Il loro jutsu più letale è la Maledizione Jutsu: la morte che controlla il possesso di sangue che causa qualsiasi ferita, non importa quanto grande o piccola, inflitta al corpo del Jashinista per essere subita anche dalla vittima. Richiede loro di stare all’interno di una linea di confine fatta dal proprio sangue e l’ingestione della vittima che trasforma il loro aspetto in una figura scheletrica di morte per riflettere la maledizione. Era un jutsu che corrompeva le loro menti mentre praticavano l’auto-mutilazione, la tortura e il genocidio come atti di culto.
Le credenze dei Jashinisti li spinsero a inventare il jutsu dell’immortalità in modo da poter abusare di quel potere al massimo senza morire e divertirsi nell’estasi dell’omicidio sul campo di battaglia. Il culto usava i corpi dei credenti nei rituali jutsu proibiti nel perseguimento di questo obiettivo. Quando il loro jutsu proibito era stato completato, un particolare credente è stato scelto sopra il resto per testarlo.
Hidan aveva distrutto da solo Yugakure, noto come il Villaggio che dimenticò la guerra, prima di seguire la Via di Jashin e poi commettere molti altri massacri nel nome del suo dio.

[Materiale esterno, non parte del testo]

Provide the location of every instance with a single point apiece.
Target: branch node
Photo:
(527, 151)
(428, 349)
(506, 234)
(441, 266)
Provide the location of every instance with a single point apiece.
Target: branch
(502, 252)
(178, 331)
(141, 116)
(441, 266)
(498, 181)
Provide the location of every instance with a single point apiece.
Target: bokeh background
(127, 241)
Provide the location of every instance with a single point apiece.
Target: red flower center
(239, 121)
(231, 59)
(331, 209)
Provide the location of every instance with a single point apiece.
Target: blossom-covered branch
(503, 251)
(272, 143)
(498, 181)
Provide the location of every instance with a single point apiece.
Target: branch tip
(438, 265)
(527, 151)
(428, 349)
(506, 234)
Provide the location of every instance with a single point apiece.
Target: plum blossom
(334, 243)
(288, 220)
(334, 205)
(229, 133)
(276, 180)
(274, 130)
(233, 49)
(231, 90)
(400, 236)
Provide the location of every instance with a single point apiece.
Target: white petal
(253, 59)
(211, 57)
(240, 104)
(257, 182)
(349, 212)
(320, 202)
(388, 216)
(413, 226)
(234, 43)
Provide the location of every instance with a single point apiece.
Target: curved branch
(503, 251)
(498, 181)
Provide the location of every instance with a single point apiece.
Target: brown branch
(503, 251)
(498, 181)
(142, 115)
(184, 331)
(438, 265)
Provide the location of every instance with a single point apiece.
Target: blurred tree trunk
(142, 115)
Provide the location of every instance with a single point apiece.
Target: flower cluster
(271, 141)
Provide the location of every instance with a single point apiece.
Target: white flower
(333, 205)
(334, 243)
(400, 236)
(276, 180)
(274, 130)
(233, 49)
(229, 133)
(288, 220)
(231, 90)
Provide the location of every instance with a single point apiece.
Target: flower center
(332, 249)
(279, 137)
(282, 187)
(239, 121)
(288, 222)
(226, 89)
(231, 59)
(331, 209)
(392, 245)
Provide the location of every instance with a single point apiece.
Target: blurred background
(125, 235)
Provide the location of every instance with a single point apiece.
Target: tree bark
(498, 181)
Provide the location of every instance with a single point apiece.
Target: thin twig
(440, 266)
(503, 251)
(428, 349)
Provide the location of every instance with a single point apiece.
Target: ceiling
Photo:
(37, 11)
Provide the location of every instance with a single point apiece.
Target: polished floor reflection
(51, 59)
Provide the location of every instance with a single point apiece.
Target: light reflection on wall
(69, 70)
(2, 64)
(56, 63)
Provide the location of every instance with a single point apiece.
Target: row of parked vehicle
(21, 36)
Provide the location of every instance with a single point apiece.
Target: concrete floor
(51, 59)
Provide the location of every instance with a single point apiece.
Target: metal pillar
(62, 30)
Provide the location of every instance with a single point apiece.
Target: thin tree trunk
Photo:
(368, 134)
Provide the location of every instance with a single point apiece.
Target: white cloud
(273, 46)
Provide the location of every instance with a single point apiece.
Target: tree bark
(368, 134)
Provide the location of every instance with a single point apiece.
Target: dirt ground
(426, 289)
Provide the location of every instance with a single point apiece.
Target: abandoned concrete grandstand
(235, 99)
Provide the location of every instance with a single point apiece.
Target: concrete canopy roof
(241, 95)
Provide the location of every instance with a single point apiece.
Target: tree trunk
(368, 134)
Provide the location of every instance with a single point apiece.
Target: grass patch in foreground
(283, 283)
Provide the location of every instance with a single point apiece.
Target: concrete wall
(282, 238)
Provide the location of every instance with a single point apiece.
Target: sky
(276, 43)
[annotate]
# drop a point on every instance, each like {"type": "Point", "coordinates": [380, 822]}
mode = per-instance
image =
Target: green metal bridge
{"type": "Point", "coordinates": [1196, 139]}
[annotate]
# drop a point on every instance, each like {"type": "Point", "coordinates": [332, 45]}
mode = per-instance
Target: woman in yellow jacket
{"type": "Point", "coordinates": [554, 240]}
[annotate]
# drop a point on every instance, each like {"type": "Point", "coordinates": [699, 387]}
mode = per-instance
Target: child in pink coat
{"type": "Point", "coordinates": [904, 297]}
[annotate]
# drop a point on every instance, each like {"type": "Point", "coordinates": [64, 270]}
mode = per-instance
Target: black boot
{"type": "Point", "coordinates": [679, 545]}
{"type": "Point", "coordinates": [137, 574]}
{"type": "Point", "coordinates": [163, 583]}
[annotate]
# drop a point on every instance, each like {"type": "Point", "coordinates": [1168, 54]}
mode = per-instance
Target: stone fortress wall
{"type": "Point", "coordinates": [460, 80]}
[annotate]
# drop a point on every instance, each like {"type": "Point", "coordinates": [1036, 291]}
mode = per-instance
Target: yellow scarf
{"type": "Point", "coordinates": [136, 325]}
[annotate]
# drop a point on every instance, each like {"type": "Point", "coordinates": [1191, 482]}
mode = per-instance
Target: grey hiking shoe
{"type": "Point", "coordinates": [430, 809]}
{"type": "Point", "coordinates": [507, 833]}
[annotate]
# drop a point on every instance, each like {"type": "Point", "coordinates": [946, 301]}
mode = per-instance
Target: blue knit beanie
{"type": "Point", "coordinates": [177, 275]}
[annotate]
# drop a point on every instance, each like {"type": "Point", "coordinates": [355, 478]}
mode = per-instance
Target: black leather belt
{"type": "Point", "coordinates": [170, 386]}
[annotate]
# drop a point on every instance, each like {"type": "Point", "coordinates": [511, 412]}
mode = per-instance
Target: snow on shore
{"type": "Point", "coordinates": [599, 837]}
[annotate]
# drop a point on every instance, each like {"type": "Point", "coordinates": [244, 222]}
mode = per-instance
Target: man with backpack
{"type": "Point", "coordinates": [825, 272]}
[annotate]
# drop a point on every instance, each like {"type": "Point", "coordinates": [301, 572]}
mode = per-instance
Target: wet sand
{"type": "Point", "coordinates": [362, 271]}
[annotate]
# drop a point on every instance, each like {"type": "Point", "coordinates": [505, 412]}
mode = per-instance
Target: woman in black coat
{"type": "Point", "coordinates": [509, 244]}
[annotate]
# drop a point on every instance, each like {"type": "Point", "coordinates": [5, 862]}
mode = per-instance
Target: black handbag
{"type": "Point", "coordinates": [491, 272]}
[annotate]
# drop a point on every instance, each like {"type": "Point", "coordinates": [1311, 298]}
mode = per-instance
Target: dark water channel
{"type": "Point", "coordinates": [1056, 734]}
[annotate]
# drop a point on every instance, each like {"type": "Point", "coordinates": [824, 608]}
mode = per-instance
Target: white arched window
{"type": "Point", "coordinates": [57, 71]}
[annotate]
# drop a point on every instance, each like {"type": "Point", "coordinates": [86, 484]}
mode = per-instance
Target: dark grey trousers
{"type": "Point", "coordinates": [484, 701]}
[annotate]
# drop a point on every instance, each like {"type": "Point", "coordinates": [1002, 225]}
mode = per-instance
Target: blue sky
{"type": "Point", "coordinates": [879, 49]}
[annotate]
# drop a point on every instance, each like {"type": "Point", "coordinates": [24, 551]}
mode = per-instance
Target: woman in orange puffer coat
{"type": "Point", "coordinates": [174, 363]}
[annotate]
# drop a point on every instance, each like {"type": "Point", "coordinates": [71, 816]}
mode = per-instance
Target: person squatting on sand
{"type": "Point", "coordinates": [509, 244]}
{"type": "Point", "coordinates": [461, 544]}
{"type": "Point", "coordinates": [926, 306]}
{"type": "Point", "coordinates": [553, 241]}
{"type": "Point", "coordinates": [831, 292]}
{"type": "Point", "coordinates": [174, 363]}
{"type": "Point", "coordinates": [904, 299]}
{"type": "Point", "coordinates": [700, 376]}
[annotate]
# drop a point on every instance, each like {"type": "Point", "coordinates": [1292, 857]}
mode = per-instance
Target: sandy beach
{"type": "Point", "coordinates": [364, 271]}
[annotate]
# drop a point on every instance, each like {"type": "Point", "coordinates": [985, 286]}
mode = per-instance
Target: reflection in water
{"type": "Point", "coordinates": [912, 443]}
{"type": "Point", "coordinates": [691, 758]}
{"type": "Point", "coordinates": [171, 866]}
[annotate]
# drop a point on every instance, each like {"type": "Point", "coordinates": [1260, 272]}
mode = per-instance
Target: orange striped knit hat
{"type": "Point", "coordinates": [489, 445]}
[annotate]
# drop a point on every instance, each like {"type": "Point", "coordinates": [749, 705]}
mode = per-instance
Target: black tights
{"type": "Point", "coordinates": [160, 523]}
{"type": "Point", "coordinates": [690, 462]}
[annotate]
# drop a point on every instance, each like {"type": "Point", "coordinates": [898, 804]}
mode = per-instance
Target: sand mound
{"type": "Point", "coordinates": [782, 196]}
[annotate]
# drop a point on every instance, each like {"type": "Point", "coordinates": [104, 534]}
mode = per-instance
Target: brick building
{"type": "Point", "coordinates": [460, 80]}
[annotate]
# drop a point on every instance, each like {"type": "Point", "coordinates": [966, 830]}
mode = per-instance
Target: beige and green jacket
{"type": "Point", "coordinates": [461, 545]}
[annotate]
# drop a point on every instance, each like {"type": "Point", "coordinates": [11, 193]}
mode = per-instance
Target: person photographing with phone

Fu il primo successo degli esperimenti sull’immortalità.
Detto successo lo fece esaltare tra i suoi compagni jashinisti, poiché lo vedevano come l’avatar della volontà del loro dio. Gli fu data una falce maledetta forgiata per disegnare il sangue di un nemico piuttosto che ucciderli. Le ferite che crea non possono guarire naturalmente, ma solo peggiorare nel tempo e combattere contro qualsiasi tentativo di ripristinarle.
L’immortalità di Hidan significa che non può essere ucciso da perdita di sangue, organi danneggiati, arti smembrati, sventramento, soffocamento, veleno, malattia e persino decapitazione.
Il suo corpo è in grado di sopportare qualsiasi ferita inflitta su di esso, anche resistere alla maggior parte delle forme di danno a titolo definitivo, senza perdere la sua forza vitale anche se è ancora suscettibile al dolore. Egli può anche recuperare da qualsiasi ferita inflitta al suo corpo, ma, mentre molto più veloce di altri esseri umani e in grado di guarire le lesioni impossibili per gli altri, non è un processo veloce in sé. Fortunatamente per lui, può continuare a funzionare indipendentemente dalla maggior parte delle lesioni.
Gli unici modi in cui Hidan può morire sono la fame, la vecchiaia, la rimozione della sua anima o la distruzione del suo corpo. Il corpo di Hidan appassirà lentamente ma sicuramente senza sostentamento anche se è in grado di sopravvivere a tale stato ben oltre qualsiasi altro essere umano, il suo corpo invecchia ancora come normale, quindi è in grado di raggiungere un punto in cui potrebbe morire di morte naturale, e se il suo corpo è danneggiato al punto che non può sopportare o rigenerarsi, allora è semplicemente impossibile che la sua forza vitale continui ad esistere.
Il metodo più semplice per trattare con Hidan non è quello di ucciderlo ma di renderlo incapace; la perdita dell’arto potrebbe non ucciderlo, ma limiterebbe comunque la sua mobilità, specialmente se la sua testa è staccata dal resto del suo corpo. Sarebbe ancora vivo in quello stato ma incapace di controllare il suo corpo, lasciandolo completamente indifeso.
La sua sconfitta per mano di Nara Shikamaru assicurò la sua morte mentre lentamente appassiva, incapace di muoversi con il suo corpo sparso sottoterra e incapace di guarire senza sostentamento. Ci è voluto tempo, ma anche se potesse aggrapparsi alla vita solo per così tanto tempo.
La Via di Jashin, tuttavia, visse molto oltre la sua morte.